Others mentioned how money is a taboo subject but I think it's deeper than that. How many people here really share specific financial information with family and friends? For the most part, we don't even discuss how much we make, own, save or spend with our closest family including children and parents.

It's funny that people can share on on the E-R.org boards and bare their financial details in anonymity but wouldn't consider doing the same to the people we are closest to.

While lots of people in this thread have talked about education it's all done in the abstract for the most part.
I think this is a huge, huge, huge part of it. I remember when I first got out into the workforce, I actually had no real clue about finances. Yes, I knew my parents were frugal and saved, saved, saved all the time and I knew I hated it. What I didn't really understand was why they did it. And, I was just out of law school and was making more than my parents made - combined (and my mother even worked at a time when most wives didn't work).

I would see a friend buying an expensive car and another friend taking a nice vacation and someone else buying clothes at Neiman Marcus and someone else buying this really nice piece of jewelry. And, in my mind if X could afford that $1000 necklace well then I could afford it, too.
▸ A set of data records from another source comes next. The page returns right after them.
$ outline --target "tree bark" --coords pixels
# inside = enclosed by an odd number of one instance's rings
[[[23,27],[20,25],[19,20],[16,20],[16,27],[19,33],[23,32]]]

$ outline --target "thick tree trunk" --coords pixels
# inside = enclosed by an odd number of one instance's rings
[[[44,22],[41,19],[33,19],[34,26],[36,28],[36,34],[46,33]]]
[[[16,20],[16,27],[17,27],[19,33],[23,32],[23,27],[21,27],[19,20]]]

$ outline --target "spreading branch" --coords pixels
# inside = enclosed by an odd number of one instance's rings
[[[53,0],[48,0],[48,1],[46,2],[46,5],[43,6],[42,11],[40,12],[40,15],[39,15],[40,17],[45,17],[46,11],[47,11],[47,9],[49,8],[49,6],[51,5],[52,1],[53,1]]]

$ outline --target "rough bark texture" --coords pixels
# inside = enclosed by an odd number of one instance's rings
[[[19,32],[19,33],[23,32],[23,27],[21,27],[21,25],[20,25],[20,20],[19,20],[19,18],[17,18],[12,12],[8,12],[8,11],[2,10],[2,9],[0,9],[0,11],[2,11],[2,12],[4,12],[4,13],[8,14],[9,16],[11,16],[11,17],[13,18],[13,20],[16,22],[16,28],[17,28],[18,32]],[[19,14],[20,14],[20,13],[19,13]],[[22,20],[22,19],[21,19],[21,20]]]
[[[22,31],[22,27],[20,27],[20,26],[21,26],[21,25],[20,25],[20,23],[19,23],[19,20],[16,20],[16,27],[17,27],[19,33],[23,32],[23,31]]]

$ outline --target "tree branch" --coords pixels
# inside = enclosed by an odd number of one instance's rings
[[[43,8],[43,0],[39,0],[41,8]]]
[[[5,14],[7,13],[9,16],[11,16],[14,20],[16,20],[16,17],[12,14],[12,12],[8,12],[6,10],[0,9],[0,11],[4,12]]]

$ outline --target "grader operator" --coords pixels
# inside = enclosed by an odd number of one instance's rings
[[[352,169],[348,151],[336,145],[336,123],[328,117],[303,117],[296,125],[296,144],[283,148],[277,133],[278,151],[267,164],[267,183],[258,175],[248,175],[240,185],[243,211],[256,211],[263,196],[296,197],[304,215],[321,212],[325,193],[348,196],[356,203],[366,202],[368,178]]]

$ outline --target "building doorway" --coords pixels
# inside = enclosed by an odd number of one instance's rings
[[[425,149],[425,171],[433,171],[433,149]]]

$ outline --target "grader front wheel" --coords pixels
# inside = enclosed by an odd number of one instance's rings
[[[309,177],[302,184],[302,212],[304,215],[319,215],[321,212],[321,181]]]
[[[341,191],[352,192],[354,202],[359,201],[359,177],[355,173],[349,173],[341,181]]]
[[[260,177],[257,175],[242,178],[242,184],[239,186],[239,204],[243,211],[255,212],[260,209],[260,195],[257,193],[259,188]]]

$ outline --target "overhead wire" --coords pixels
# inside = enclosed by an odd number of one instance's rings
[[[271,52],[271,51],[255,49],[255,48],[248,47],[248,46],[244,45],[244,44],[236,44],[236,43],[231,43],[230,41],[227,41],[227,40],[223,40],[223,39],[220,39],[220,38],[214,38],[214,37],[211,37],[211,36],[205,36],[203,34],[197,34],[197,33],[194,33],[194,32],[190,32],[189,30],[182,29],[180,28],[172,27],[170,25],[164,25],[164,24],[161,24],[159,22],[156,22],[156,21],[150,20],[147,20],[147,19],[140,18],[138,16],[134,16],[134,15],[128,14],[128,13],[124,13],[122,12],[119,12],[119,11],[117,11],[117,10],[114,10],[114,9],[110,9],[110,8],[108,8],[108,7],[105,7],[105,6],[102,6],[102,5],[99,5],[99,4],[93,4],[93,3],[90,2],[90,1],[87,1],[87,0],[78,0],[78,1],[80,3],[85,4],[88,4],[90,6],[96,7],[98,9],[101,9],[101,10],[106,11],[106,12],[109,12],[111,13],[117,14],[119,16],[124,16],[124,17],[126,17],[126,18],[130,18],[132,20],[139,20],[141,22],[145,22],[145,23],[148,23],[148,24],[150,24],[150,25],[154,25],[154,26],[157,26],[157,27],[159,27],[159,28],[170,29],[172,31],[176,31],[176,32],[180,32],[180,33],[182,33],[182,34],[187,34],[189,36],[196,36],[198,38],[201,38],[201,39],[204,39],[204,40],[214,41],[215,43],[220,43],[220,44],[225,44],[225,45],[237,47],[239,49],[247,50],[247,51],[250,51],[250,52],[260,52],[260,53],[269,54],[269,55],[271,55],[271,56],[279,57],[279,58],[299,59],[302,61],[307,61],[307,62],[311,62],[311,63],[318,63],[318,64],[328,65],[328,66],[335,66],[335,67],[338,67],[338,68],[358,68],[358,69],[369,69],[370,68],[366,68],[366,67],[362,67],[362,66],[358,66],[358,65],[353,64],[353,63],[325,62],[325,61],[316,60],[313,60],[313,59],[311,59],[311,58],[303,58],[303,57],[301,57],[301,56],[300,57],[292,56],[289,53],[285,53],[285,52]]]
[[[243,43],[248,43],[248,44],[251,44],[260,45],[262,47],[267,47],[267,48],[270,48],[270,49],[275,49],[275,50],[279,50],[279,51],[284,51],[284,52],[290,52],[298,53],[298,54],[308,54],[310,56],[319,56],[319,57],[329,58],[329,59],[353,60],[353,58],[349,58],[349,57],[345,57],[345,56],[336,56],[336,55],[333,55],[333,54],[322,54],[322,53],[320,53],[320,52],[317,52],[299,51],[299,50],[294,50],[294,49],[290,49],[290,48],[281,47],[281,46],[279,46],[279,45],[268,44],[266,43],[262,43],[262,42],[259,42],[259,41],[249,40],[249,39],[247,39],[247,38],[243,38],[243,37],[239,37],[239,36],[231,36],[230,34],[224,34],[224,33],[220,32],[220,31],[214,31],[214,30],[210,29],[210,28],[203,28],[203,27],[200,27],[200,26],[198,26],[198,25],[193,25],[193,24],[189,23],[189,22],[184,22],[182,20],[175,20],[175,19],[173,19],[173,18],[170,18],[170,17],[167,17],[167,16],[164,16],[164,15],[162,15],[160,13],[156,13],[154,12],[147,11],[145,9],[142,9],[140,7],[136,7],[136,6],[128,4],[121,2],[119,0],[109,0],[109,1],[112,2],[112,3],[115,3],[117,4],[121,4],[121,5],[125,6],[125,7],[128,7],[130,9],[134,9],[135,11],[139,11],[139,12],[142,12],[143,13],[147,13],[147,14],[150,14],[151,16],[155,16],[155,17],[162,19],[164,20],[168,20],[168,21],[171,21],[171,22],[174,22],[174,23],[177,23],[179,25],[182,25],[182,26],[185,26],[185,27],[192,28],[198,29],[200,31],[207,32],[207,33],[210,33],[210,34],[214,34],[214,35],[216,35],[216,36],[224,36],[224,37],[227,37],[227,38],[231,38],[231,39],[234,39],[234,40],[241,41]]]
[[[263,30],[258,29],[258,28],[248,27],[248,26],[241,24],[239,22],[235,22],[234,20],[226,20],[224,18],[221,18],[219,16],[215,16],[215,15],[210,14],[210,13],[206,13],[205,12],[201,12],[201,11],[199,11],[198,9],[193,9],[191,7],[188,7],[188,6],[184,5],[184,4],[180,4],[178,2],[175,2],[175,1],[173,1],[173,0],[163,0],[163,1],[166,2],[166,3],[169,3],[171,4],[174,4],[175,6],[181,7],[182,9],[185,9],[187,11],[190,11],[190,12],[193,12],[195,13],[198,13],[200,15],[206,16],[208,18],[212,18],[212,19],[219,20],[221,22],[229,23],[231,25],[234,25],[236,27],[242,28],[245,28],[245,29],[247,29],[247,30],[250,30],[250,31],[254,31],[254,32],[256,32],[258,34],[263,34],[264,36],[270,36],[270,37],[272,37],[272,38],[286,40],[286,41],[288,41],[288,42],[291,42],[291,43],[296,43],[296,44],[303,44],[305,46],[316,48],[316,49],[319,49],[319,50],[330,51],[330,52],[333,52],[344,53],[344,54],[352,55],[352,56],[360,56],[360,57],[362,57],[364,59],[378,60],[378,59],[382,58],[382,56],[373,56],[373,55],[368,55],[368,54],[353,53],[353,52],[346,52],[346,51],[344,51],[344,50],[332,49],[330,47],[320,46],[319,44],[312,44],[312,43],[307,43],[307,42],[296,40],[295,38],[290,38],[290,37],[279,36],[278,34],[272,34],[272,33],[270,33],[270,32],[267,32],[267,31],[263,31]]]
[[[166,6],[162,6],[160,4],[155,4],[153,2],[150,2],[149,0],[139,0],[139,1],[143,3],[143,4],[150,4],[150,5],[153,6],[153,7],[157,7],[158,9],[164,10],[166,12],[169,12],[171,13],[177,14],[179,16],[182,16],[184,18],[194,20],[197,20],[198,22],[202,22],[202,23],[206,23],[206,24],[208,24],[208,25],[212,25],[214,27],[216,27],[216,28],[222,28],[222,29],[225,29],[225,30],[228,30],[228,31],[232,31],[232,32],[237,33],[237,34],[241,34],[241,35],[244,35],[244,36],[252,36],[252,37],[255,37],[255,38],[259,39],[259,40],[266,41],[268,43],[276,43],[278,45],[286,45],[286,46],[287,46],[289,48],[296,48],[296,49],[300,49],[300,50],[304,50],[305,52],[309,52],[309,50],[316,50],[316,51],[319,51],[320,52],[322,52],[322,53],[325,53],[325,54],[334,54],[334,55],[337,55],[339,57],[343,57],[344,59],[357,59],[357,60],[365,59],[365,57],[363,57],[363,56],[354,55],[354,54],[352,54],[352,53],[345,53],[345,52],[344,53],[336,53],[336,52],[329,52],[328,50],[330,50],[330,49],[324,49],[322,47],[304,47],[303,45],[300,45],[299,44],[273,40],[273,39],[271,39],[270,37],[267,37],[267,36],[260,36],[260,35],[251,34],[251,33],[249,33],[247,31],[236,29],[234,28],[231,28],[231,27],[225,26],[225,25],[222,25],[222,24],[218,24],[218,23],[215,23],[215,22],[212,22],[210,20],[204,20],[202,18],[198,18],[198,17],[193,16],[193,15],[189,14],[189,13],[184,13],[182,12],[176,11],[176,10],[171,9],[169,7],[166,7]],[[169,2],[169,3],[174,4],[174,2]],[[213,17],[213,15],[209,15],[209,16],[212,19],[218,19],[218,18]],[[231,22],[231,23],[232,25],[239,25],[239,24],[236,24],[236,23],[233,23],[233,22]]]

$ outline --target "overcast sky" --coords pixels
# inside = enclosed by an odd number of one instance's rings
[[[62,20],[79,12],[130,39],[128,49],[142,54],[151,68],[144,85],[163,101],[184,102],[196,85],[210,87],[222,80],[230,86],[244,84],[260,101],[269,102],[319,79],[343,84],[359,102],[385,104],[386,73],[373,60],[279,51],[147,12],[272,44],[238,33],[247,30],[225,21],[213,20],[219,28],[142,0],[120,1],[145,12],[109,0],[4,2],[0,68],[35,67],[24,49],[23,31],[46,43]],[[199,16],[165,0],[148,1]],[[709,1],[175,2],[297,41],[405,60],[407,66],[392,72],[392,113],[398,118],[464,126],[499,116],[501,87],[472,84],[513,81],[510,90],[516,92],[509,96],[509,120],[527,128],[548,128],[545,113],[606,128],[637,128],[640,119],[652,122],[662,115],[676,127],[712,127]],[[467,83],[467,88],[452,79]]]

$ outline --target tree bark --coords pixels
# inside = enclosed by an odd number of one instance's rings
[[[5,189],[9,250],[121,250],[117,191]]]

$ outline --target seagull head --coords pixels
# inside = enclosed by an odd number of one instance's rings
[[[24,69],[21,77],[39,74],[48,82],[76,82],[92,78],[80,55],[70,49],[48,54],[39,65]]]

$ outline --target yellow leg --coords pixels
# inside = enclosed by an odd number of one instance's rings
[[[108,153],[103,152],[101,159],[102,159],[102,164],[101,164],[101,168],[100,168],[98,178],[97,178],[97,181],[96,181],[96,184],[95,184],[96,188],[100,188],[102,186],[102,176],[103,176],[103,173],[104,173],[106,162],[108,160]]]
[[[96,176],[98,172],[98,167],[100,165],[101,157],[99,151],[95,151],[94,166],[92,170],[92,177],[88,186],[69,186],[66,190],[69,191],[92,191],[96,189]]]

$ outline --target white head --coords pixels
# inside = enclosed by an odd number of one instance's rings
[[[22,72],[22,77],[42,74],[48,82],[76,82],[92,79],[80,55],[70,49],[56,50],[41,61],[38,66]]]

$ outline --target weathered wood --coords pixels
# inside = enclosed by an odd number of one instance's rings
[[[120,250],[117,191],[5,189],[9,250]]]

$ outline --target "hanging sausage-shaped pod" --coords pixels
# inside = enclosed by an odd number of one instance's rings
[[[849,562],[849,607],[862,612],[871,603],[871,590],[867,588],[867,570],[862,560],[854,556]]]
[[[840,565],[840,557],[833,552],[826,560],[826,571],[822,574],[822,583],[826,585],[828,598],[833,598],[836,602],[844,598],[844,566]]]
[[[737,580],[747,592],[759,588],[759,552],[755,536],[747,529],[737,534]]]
What never occurred to me was that (1) maybe that person couldn't afford it either and was going in debt, (2) maybe that person had family money I didn't have, and (3) maybe that person could afford that necklace because she wasn't buying the nice car and wasn't going on the nice vacation, etc.

If you aren't the type of person to go and research everything to death (and most people aren't - to my shock at times), and talking about money and savings and how to prepare for retirement, etc. is kind of taboo - then it is hard to actually acquire the knowledge you need.

Eventually I acquired it but I wasted lots and lots of years before I finally got there.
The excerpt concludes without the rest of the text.